The future of being a music fan is sounding pretty good right now, but it’s also looking better visually thanks to the welcome onslaught of quality video content heading our way. It’s only natural: As the makers of our devices and the networks that connect them build their pipes to be larger and more connected, there will only be more demand for water ("content").Water, Water, Everywhere
There are plenty of ways fans can get extra content these days, especially with all the "behind-the-scenes" goodies out there.
Flohr told me how music fans can use services like SoundHound to ID songs and unlock second-screen experiences with exclusive video content from the band. There's GoPro footage taken on-stage, brief five-minute video podcasts with tour updates, and even webcam setups in recording studios—Switchfoot has kept busy producing this video content, and last year, it even made a feature-length film to accompany the band's latest album. The two projects share the same name: Fading West.

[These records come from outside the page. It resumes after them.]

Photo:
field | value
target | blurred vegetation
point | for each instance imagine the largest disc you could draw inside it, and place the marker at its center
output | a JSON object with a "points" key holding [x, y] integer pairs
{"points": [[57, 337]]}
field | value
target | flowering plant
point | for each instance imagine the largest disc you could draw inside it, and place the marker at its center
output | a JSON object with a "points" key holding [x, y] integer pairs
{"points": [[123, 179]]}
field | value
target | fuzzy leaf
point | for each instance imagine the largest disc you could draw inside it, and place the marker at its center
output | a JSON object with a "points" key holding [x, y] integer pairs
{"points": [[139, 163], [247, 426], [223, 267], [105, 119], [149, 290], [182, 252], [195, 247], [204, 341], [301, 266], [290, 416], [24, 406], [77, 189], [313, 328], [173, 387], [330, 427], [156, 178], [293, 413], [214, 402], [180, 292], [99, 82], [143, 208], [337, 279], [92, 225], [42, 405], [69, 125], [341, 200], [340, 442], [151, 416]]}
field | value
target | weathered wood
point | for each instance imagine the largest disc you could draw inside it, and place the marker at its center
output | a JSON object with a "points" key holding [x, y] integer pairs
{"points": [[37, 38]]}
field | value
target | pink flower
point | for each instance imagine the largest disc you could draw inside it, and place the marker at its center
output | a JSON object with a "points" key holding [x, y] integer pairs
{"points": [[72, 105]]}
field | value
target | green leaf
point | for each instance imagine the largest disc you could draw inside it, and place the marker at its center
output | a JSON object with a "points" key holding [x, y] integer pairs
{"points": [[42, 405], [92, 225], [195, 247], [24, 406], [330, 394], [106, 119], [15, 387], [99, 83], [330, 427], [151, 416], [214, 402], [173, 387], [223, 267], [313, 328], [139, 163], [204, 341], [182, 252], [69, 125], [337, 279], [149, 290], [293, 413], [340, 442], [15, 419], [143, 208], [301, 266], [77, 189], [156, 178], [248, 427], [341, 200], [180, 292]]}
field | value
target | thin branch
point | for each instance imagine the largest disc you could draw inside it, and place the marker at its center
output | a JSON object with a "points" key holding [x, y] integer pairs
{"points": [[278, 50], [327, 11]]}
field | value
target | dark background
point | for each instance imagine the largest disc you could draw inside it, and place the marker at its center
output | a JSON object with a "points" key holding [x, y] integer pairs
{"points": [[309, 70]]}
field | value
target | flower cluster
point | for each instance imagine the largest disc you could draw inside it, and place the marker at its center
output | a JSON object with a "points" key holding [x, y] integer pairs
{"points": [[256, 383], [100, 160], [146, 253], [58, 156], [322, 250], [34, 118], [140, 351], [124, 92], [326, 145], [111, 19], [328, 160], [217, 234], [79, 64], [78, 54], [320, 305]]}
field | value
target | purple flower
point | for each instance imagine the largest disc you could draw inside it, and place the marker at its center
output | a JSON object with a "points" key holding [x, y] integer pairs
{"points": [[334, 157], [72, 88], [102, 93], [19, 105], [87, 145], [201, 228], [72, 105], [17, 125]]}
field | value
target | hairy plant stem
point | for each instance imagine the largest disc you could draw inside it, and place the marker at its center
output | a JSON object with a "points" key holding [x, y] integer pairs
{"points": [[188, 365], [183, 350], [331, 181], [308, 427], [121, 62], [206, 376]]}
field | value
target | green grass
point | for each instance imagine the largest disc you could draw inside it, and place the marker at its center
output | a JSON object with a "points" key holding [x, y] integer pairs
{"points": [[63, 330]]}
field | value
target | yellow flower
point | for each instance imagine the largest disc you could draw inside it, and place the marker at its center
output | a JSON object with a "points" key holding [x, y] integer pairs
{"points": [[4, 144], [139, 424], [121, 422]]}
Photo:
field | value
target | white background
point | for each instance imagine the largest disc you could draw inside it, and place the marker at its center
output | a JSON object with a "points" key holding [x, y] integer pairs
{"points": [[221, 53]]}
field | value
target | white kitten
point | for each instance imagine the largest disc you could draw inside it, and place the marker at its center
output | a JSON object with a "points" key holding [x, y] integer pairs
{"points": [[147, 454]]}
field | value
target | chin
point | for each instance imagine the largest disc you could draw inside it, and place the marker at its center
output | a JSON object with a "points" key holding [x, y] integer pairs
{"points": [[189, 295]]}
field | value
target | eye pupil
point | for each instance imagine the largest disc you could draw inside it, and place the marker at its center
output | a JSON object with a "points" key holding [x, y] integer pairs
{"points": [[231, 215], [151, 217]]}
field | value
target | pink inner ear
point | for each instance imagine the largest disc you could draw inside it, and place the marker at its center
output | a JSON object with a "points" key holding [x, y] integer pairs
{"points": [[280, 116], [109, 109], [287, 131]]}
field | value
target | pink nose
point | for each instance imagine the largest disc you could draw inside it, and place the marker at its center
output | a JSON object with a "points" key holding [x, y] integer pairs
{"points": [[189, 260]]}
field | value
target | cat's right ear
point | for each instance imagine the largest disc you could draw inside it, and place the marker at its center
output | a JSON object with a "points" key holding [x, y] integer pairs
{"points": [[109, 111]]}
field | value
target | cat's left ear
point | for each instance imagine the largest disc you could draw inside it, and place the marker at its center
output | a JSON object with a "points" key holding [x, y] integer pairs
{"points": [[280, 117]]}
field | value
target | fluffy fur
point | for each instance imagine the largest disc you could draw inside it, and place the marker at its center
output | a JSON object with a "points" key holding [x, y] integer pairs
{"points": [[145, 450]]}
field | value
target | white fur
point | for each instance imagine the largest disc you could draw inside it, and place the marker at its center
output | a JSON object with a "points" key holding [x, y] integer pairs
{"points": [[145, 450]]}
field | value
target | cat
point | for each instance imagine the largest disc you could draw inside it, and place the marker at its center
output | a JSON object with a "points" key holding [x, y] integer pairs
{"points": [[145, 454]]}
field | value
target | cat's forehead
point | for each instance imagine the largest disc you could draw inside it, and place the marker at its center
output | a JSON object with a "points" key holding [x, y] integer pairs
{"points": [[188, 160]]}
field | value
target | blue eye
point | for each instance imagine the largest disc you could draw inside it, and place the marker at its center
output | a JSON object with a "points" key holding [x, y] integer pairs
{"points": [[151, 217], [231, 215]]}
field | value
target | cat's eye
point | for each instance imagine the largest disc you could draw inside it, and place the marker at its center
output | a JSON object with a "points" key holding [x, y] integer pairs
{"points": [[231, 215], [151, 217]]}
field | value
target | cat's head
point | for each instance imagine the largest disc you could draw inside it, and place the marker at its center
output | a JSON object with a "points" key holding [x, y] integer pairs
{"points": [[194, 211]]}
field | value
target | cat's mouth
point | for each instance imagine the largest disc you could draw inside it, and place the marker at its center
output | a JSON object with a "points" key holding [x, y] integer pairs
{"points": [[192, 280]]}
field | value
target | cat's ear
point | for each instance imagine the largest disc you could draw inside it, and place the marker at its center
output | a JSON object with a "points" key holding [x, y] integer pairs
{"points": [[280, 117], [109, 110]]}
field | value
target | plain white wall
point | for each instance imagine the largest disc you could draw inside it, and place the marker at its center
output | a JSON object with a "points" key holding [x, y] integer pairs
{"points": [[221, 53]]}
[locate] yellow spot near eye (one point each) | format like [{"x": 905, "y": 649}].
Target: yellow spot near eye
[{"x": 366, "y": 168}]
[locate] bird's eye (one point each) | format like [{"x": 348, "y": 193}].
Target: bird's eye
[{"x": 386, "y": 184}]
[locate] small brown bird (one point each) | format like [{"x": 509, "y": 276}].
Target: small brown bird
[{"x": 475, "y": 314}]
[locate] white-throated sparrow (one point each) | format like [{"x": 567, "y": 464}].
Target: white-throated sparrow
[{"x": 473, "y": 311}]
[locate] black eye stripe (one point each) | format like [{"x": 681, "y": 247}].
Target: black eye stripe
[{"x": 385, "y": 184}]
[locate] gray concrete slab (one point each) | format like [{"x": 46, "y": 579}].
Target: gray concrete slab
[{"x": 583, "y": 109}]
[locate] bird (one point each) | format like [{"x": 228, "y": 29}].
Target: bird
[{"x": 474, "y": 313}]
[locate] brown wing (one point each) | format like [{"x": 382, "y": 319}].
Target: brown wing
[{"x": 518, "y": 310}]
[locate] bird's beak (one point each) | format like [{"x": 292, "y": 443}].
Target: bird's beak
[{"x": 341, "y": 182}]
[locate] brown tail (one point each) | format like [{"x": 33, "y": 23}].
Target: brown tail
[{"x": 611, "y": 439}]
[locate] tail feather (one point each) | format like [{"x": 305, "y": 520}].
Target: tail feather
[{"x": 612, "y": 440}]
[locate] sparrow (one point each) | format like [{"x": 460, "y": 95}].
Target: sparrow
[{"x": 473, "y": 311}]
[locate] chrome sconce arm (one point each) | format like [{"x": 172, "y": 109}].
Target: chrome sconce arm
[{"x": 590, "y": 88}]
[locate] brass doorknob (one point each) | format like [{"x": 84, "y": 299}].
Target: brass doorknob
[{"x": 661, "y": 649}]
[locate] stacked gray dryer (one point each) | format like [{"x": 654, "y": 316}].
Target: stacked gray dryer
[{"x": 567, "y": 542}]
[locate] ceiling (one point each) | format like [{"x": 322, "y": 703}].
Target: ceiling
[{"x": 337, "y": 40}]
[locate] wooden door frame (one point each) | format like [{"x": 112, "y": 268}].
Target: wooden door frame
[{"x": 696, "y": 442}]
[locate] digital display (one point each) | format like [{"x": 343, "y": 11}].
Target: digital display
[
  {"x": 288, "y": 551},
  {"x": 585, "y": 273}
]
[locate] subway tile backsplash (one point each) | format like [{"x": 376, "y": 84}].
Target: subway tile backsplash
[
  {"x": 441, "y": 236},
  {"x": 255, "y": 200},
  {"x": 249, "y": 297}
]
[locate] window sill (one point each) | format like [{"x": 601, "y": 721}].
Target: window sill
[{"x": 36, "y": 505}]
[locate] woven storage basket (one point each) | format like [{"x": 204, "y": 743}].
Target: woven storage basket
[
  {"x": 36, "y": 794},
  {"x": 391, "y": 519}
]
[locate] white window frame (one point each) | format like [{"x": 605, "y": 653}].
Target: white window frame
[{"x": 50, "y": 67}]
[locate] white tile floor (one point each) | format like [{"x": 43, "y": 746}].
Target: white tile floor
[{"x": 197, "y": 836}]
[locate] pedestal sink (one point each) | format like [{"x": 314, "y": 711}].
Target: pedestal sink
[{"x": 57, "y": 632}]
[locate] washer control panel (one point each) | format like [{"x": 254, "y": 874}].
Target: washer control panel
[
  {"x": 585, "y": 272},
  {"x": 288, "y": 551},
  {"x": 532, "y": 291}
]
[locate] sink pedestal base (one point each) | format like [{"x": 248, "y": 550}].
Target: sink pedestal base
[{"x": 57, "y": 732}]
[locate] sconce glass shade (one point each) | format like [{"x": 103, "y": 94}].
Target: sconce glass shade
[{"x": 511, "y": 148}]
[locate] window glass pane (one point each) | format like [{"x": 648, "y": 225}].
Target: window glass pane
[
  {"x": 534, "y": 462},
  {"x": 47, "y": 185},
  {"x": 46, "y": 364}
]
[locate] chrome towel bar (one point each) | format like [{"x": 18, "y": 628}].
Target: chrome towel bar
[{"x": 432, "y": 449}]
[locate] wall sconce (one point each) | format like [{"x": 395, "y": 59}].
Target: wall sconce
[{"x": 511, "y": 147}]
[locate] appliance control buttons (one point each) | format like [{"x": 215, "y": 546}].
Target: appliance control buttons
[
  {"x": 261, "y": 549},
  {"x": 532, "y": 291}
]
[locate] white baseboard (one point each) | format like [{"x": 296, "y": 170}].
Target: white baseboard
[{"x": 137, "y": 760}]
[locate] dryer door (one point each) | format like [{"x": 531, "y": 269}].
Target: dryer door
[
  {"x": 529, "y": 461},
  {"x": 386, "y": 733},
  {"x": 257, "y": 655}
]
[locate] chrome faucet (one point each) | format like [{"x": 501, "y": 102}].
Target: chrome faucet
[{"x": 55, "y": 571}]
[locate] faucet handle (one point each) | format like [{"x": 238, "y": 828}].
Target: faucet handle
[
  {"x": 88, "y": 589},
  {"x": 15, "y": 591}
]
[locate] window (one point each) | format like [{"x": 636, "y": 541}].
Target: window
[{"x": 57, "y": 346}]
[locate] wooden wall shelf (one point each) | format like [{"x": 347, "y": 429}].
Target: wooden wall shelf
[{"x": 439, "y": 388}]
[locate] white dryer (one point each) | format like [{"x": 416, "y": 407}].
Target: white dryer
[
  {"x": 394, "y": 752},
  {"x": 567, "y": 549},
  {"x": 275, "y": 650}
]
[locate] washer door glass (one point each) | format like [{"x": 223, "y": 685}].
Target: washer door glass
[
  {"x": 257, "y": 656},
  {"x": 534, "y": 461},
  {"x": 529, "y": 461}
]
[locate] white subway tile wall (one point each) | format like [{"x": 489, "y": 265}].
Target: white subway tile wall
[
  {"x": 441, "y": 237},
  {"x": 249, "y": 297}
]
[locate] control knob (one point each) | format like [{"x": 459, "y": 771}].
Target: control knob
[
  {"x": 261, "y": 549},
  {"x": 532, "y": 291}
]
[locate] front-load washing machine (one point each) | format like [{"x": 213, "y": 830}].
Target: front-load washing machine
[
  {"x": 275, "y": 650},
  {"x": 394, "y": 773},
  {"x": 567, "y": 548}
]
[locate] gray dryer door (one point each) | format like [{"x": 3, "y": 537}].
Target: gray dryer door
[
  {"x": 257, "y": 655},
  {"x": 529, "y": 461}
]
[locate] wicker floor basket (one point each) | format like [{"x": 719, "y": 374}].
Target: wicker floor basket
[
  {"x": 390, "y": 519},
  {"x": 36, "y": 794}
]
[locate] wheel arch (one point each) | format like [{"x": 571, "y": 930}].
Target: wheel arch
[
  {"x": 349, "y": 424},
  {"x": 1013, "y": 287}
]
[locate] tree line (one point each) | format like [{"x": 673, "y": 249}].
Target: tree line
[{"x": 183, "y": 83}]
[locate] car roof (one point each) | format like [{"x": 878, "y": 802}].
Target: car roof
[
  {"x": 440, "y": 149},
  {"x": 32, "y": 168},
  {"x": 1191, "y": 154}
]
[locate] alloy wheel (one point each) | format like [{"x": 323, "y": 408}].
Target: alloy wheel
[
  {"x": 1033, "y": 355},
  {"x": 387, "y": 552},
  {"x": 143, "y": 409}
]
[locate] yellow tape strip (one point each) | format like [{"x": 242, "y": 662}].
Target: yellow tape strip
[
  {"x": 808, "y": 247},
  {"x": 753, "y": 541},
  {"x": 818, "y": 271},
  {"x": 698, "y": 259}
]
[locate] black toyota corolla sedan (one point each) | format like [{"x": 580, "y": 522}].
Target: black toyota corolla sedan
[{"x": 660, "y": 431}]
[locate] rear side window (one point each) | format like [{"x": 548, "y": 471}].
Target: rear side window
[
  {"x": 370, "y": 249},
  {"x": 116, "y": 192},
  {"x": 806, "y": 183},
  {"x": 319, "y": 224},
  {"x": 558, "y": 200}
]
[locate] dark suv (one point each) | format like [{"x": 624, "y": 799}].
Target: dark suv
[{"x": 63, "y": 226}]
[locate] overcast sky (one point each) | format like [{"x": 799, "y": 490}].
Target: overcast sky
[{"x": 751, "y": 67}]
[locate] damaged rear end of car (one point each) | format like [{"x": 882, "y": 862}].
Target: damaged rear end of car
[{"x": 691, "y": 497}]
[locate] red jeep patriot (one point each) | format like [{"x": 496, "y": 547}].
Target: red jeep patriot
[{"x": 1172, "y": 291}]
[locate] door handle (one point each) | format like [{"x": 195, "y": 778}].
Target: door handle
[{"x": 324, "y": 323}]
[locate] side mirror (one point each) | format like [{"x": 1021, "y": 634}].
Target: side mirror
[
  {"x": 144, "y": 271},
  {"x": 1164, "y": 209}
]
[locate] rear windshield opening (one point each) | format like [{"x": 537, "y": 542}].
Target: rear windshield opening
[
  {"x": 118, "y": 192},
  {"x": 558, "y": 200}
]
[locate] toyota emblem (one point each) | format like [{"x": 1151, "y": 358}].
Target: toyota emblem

The Fading West movie is a chance for fans to further immerse in the band’s story. “The smart artists realize that they are storytellers and Switchfoot is a perfect example of that,” Flohr said. “Fading West is not a music documentary, it’s not a concert film. It’s a story of the band’s passion of both music and surfing and how they’ve been able to incorporate both into their lives and how both have influenced their career.”
The film adds new depth to the group’s music and history, but after I watched it, I also felt like I’d gotten to know new friends. The film made me laugh, it made me sad, and it showed me things I didn’t expect to see. In short, it was great content. Content that my device—and inner fan—both craved. Content I’d like more of. (Fortunately for me, the YouTube lifestyle network focused on extreme sports called "Network A" partnered with Switchfoot to release some exclusive behind-the-scenes footage.)
Switchfoot's movie—and the pipes that allow it to be delivered to new and existing fans around the world—have gone a long way toward helping the band’s fans feel more connected to the group.
“I feel like the sense of community at our shows has never been greater because of the film,” Foreman said. “I feel like we were really vulnerable and honest in it and showed a different side of ourselves that people hadn’t seen. And I think letting people in on that just kind of furthers that sense of community. It adds to the intrigue and brings people along with us.”The Great Frontier
I was a bit surprised to discover Switchfoot isn’t just using technology; the band is helping drive its development, too. While the band hasn’t built any tech tools from scratch yet and probably won’t fund any new products angel investor-style, Flohr said he “could see the band developing new technology in partnership with a tech company where they help as early adopters and by doing R&D... And it would not surprise me if what they helped develop was not necessarily IP but maybe hardware.”
There’s a good chance your favorite artists will use some of these same tools and community-building techniques to engage fans as well, if they aren’t already.
“It’s like anything,” Flohr said. “Good ideas get repeated over and over again. Even though you might be first to market with technology, if it works you open the floodgates.”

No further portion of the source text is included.